全てが終わって荷物搬出の前日、会社に足を運んで上司や同僚に最後の挨拶をした。
係長は俺の目を見ず、少し寂しそうに「残念だよ」とつぶやいた。
俺の人生を歪めた張本人だという思いはあったが、退職前に殴ってやろうとか、
そういう気持ちには最後までなれなかった。彼の性癖は絶対に共有できなかったが、
形はどうあれ奥さんを愛してるのに変わりないんだから。

何より、本人にそのつもりはなかったかもしれないが、
係長を介して唯さんと出会えたことで、婚約者の死は知らぬ間に乗り越えていた。

夕食を終えアパートに戻ると、部屋の前に唯さんが立っていた。

「主人の手帳にね、住所が書いてあったから…」

俺は何も言わずドアを開けた。部屋に入ると唯さんは俺の首に腕を絡め、
唇を押し付けてきた。この時、俺の決心はついていたと思う。

「お願い。抱いて…」
「レコーダーは持って来たんですか?」
「もう…バカ…」

荷物の梱包が済みガランとした1Kの小さな部屋で、俺は唯さんを抱いた。
係長に監視されていた時のような欲望に任せたセックスとは違う。
最後のラブホテルの時みたいに意地になったセックスとも違う。
安心感のような、揺るぎない愛情のような思いに包まれて深々と唯さんを貫いた。

「ゴメンね。傷つけてゴメンね」

俺の腕の中で、唯さんは泣きながらうわ言のように繰り返した。
コンドームは着けず、彼女の中に何度も何度も精を吐き出した。
精も根も尽き果て、並んで横になったのは夜明け前。
小さな布団の中で、俺の胸に顔を埋めて唯さんがつぶやいた。

「好きです。
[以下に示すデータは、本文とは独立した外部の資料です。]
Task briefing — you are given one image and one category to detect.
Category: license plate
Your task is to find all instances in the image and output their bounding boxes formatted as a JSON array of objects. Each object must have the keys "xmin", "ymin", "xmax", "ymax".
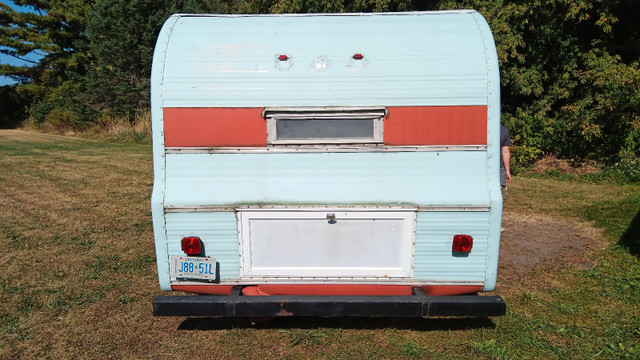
[{"xmin": 170, "ymin": 256, "xmax": 217, "ymax": 280}]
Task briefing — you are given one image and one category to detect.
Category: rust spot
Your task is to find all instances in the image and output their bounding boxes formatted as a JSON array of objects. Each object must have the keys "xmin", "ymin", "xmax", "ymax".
[
  {"xmin": 277, "ymin": 309, "xmax": 294, "ymax": 316},
  {"xmin": 276, "ymin": 300, "xmax": 293, "ymax": 316}
]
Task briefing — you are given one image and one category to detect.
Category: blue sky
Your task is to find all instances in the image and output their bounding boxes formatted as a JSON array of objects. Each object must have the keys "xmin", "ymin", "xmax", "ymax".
[{"xmin": 0, "ymin": 0, "xmax": 43, "ymax": 86}]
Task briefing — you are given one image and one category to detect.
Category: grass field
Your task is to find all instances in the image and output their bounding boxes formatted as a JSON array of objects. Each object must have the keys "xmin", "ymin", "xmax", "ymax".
[{"xmin": 1, "ymin": 130, "xmax": 639, "ymax": 359}]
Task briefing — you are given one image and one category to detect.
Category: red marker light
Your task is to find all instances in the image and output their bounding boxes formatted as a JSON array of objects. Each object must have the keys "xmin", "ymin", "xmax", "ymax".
[
  {"xmin": 181, "ymin": 236, "xmax": 202, "ymax": 256},
  {"xmin": 453, "ymin": 235, "xmax": 473, "ymax": 253},
  {"xmin": 278, "ymin": 54, "xmax": 289, "ymax": 61},
  {"xmin": 352, "ymin": 53, "xmax": 364, "ymax": 60}
]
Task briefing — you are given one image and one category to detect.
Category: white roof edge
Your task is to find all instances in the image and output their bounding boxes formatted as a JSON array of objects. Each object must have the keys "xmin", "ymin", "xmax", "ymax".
[{"xmin": 171, "ymin": 10, "xmax": 477, "ymax": 18}]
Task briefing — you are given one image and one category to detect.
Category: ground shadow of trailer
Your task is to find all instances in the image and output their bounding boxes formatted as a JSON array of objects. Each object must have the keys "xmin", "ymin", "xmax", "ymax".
[
  {"xmin": 176, "ymin": 316, "xmax": 497, "ymax": 331},
  {"xmin": 620, "ymin": 209, "xmax": 640, "ymax": 257}
]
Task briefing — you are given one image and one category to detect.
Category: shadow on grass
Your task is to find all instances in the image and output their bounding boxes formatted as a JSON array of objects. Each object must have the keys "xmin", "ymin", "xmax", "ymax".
[
  {"xmin": 620, "ymin": 209, "xmax": 640, "ymax": 257},
  {"xmin": 177, "ymin": 316, "xmax": 496, "ymax": 331}
]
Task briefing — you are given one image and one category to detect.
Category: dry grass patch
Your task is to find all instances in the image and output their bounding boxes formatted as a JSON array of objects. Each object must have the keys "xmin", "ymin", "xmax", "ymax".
[
  {"xmin": 21, "ymin": 109, "xmax": 152, "ymax": 143},
  {"xmin": 529, "ymin": 155, "xmax": 600, "ymax": 175},
  {"xmin": 504, "ymin": 176, "xmax": 638, "ymax": 221},
  {"xmin": 0, "ymin": 129, "xmax": 91, "ymax": 144},
  {"xmin": 0, "ymin": 130, "xmax": 156, "ymax": 358}
]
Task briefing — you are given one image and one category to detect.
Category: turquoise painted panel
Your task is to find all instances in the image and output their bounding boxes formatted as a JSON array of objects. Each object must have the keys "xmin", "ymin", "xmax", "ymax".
[
  {"xmin": 163, "ymin": 151, "xmax": 490, "ymax": 207},
  {"xmin": 158, "ymin": 12, "xmax": 491, "ymax": 107},
  {"xmin": 151, "ymin": 11, "xmax": 504, "ymax": 291},
  {"xmin": 414, "ymin": 211, "xmax": 490, "ymax": 282},
  {"xmin": 165, "ymin": 212, "xmax": 240, "ymax": 280},
  {"xmin": 151, "ymin": 15, "xmax": 179, "ymax": 290},
  {"xmin": 472, "ymin": 11, "xmax": 503, "ymax": 291}
]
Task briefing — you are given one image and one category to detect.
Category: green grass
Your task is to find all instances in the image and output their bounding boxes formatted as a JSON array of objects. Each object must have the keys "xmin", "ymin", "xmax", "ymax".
[{"xmin": 0, "ymin": 129, "xmax": 639, "ymax": 359}]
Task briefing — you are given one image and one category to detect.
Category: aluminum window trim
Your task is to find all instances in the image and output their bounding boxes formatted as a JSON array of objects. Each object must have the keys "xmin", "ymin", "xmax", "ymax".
[
  {"xmin": 265, "ymin": 107, "xmax": 386, "ymax": 145},
  {"xmin": 163, "ymin": 205, "xmax": 490, "ymax": 212},
  {"xmin": 262, "ymin": 106, "xmax": 389, "ymax": 118},
  {"xmin": 164, "ymin": 144, "xmax": 487, "ymax": 153}
]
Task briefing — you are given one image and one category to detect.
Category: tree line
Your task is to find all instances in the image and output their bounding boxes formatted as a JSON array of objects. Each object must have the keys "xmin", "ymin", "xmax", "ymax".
[{"xmin": 1, "ymin": 0, "xmax": 638, "ymax": 166}]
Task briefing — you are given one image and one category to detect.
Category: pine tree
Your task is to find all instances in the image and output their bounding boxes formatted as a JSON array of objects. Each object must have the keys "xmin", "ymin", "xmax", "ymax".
[
  {"xmin": 83, "ymin": 0, "xmax": 235, "ymax": 121},
  {"xmin": 0, "ymin": 0, "xmax": 94, "ymax": 126}
]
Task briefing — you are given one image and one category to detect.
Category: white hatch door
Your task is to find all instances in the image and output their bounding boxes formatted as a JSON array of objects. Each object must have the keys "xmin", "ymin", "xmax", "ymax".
[{"xmin": 239, "ymin": 209, "xmax": 415, "ymax": 279}]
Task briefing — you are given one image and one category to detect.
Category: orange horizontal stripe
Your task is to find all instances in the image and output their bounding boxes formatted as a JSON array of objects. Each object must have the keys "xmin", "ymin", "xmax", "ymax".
[
  {"xmin": 163, "ymin": 106, "xmax": 487, "ymax": 147},
  {"xmin": 172, "ymin": 284, "xmax": 483, "ymax": 296},
  {"xmin": 164, "ymin": 107, "xmax": 266, "ymax": 147},
  {"xmin": 385, "ymin": 106, "xmax": 487, "ymax": 145}
]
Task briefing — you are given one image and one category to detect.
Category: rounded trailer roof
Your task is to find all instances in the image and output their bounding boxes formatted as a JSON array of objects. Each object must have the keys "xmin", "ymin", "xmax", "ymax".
[{"xmin": 151, "ymin": 11, "xmax": 499, "ymax": 108}]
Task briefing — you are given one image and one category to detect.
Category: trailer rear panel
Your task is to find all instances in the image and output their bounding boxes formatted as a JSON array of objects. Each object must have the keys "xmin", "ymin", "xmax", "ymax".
[{"xmin": 151, "ymin": 11, "xmax": 504, "ymax": 316}]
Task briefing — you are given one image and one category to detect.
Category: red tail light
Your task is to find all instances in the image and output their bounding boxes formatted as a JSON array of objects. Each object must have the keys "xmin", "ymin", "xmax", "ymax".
[
  {"xmin": 453, "ymin": 235, "xmax": 473, "ymax": 253},
  {"xmin": 181, "ymin": 236, "xmax": 202, "ymax": 256}
]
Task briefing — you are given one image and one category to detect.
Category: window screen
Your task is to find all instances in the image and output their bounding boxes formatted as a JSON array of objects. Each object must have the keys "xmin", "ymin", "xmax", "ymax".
[{"xmin": 264, "ymin": 107, "xmax": 385, "ymax": 145}]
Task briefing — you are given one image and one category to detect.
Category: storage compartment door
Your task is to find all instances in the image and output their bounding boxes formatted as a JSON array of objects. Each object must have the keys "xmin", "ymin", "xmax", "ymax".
[{"xmin": 239, "ymin": 210, "xmax": 415, "ymax": 279}]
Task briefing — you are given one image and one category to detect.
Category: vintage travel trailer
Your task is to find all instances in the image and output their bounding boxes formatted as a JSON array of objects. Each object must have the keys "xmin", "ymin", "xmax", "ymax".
[{"xmin": 151, "ymin": 11, "xmax": 506, "ymax": 317}]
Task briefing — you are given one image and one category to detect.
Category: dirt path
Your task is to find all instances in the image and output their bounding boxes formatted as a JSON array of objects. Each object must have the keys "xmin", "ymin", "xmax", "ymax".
[{"xmin": 498, "ymin": 210, "xmax": 605, "ymax": 292}]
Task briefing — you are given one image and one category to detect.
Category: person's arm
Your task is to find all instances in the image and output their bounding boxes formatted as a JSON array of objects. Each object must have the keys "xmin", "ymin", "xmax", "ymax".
[{"xmin": 501, "ymin": 146, "xmax": 511, "ymax": 182}]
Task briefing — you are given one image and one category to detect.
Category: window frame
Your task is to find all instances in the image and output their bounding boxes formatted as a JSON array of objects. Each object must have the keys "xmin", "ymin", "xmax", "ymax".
[{"xmin": 264, "ymin": 107, "xmax": 386, "ymax": 145}]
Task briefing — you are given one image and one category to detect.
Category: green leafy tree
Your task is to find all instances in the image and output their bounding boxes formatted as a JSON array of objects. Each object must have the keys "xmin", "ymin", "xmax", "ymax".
[
  {"xmin": 437, "ymin": 0, "xmax": 640, "ymax": 164},
  {"xmin": 233, "ymin": 0, "xmax": 418, "ymax": 13}
]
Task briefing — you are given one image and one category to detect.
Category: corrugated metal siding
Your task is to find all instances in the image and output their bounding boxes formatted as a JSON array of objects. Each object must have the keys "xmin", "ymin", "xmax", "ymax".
[
  {"xmin": 164, "ymin": 151, "xmax": 490, "ymax": 207},
  {"xmin": 163, "ymin": 210, "xmax": 489, "ymax": 283},
  {"xmin": 160, "ymin": 13, "xmax": 488, "ymax": 107},
  {"xmin": 165, "ymin": 212, "xmax": 240, "ymax": 279},
  {"xmin": 414, "ymin": 211, "xmax": 489, "ymax": 282},
  {"xmin": 151, "ymin": 12, "xmax": 503, "ymax": 291}
]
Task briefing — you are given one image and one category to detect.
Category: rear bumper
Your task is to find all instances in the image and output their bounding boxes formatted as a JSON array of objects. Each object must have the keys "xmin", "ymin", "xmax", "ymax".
[{"xmin": 153, "ymin": 287, "xmax": 506, "ymax": 317}]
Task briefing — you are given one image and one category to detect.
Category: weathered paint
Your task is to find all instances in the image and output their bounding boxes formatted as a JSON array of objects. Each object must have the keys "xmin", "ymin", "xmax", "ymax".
[
  {"xmin": 163, "ymin": 107, "xmax": 266, "ymax": 147},
  {"xmin": 163, "ymin": 105, "xmax": 487, "ymax": 147},
  {"xmin": 162, "ymin": 210, "xmax": 492, "ymax": 284},
  {"xmin": 414, "ymin": 212, "xmax": 490, "ymax": 282},
  {"xmin": 157, "ymin": 13, "xmax": 490, "ymax": 108},
  {"xmin": 171, "ymin": 284, "xmax": 483, "ymax": 296},
  {"xmin": 384, "ymin": 106, "xmax": 487, "ymax": 145},
  {"xmin": 163, "ymin": 152, "xmax": 490, "ymax": 207},
  {"xmin": 242, "ymin": 284, "xmax": 484, "ymax": 296},
  {"xmin": 151, "ymin": 11, "xmax": 503, "ymax": 294},
  {"xmin": 165, "ymin": 212, "xmax": 240, "ymax": 280}
]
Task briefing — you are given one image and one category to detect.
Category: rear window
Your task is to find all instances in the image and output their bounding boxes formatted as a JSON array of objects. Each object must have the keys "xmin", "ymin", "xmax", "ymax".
[{"xmin": 264, "ymin": 107, "xmax": 385, "ymax": 145}]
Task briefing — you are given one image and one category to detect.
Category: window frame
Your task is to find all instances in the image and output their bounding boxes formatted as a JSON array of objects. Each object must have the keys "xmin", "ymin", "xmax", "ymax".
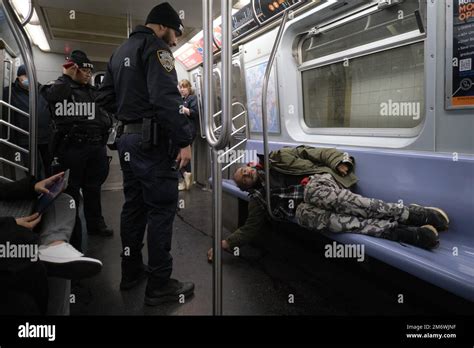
[{"xmin": 296, "ymin": 2, "xmax": 427, "ymax": 138}]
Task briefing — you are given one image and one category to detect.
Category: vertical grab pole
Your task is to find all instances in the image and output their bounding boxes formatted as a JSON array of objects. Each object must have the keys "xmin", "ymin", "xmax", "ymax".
[
  {"xmin": 261, "ymin": 11, "xmax": 289, "ymax": 220},
  {"xmin": 203, "ymin": 0, "xmax": 232, "ymax": 316}
]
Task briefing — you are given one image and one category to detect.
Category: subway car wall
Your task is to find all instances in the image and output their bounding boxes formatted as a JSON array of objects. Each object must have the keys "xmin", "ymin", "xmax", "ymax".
[{"xmin": 0, "ymin": 0, "xmax": 473, "ymax": 346}]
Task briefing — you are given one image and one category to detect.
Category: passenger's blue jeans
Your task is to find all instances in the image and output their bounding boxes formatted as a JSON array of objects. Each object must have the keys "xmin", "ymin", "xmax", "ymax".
[{"xmin": 117, "ymin": 134, "xmax": 178, "ymax": 284}]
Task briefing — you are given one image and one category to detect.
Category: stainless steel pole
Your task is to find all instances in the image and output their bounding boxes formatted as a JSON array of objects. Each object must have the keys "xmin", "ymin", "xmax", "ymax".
[{"xmin": 261, "ymin": 11, "xmax": 289, "ymax": 220}]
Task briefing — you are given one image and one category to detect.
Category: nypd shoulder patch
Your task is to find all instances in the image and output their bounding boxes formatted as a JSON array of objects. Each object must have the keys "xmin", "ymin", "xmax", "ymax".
[{"xmin": 157, "ymin": 49, "xmax": 175, "ymax": 73}]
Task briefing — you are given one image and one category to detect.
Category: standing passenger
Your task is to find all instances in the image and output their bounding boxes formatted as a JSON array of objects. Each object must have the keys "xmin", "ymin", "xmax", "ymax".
[
  {"xmin": 2, "ymin": 65, "xmax": 53, "ymax": 178},
  {"xmin": 178, "ymin": 79, "xmax": 198, "ymax": 190},
  {"xmin": 97, "ymin": 2, "xmax": 195, "ymax": 305}
]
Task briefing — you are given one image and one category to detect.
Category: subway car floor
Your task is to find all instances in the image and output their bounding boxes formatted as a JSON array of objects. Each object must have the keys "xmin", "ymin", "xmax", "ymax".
[{"xmin": 69, "ymin": 160, "xmax": 470, "ymax": 316}]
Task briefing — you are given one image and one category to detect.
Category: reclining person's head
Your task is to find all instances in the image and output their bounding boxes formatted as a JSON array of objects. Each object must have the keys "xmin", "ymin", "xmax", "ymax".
[{"xmin": 233, "ymin": 166, "xmax": 259, "ymax": 191}]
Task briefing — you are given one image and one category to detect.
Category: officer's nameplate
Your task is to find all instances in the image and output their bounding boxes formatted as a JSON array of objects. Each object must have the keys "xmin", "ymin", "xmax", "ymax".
[{"xmin": 157, "ymin": 50, "xmax": 175, "ymax": 72}]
清水君のことが好きです」

俺は強く強く彼女を抱き締めた。

地元に帰って再就職した俺の元に唯さんが来たのは、その半年後だった。
係長は泣いて離婚を思いとどまるよう懇願し、しばらくゴタゴタした。
俺も何度か出向いて頭を下げ、温厚な係長に首を絞められたりもした。
彼の思いは痛いほど伝わってきたが、それでも俺と彼女の意思は固かった。

ある意味「不貞」だし、請求されれば慰謝料も払う覚悟はできていた。
もっとも、カネの問題じゃないことも当事者3人には分かっていたし、
係長と唯さんの間も含め、金銭のやり取りはないに等しかった。

今は子供も生まれて幸せに暮らしている。
俺の中に残っていた婚約者の影は、妻の唯が完全に消し去ってくれた。
夫公認の「間男」だった頃を思い出すと今でも胸がチクりとするが、
妻を誰かに抱かせようとは、幸い一度も考えたことがない。
これからも考えないと思う…たぶんね。